Thursday, March 4, 2010

Secrecy is not privacy.

When we talk about privacy with regard to our information in the digital age, we're talking about a number of different things. One of them is secrecy. Not revealing a person's secret may be essential to protect them from the consequences of their becoming public knowledge - discrimination and persecution. On the other hand, revealing a person's secret may be necessary to prevent them from harming others.

The saying "Three can keep a secret if two are dead," was popular centuries before Google, Facebook, and the Patriot Act. In pre-industrial societies, you had no secrets because everyone you knew, knew everyone else that you knew. Even the king wouldn't recognize you on sight, the selectman knew you, and he could inform on you to the magistrate, and so on.

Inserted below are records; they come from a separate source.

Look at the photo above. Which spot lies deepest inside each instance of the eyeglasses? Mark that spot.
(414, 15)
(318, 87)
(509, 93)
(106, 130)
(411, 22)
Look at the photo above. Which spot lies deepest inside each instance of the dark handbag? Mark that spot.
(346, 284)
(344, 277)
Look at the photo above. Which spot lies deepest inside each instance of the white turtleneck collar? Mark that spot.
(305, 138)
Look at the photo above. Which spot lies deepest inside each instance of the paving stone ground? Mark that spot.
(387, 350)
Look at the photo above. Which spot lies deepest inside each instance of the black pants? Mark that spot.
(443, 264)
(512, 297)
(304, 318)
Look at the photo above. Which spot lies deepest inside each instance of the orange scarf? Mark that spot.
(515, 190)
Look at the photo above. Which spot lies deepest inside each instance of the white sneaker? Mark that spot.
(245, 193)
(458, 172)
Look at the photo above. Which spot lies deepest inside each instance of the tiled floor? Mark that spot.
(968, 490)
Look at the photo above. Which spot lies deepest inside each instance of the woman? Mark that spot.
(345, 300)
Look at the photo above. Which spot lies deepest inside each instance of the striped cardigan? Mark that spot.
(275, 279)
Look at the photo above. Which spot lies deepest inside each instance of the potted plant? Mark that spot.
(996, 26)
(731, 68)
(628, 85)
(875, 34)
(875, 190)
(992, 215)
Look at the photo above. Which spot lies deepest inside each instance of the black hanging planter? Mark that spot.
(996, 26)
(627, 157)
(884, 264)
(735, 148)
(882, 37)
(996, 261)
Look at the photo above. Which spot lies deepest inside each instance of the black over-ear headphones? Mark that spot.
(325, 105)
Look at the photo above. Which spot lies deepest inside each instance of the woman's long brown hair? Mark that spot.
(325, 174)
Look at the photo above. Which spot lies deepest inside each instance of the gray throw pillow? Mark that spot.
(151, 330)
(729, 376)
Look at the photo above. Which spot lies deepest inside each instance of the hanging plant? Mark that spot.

Then there was a blip in history where people concentrated in cities, anonymous in the crowd. Differences of race, culture, class, occupation, and recreational preference formed self-contained information networks. Gossip in the Screen Actor's Guild might reach in Congress, but it required attention and effort. A socialist, a homosexual, a light-skinned African American, might pass for a member of the mainstream. An enemy or overly curious person might find out, and accidental discoveries could happen, and these were subjects of much anxiety for people attempting to pass.

The difference now is that your inquisitive counterpart has Google search and Facebook's raison d'etre is facilitating accidental encounters. Federal subpoenas pull up not warehouses full of paper, but digital files that can be transmitted and analyzed in fractions of seconds. The digital medium is so fast and cheap that much more data is being retained and examined for useful patterns than was ever possible in the era of print.

But a lot of us are still passing - or trying to. Many forms of discrimination and persecution are now illegal, but they still happen. There are always loopholes, dark corners, subtle and sneaky attacks that are undetectable or unenforceable. And there are other forms of discrimination and persecution that are still legal and socially acceptable in at least some milieus.

We are still trying to hide our secrets, but it's getting harder and harder. All it takes is a photo of you in someone else's Facebook album, a blog post you forgot to mark private, or a webpage you long since took down that's still in Memory Hole. If there's a federal subpoena, even more is available to scrutiny - your library records, your webmail archives, purchases made with your debit card, websites accessed from your IP address...

Is the problem that we can't keep our secrets anymore or that we still need to have them?
Would it be easier and more advantageous to reinforce our personal information fortresses or change law and culture so drastically that these facts about our personal lives could not be used against us?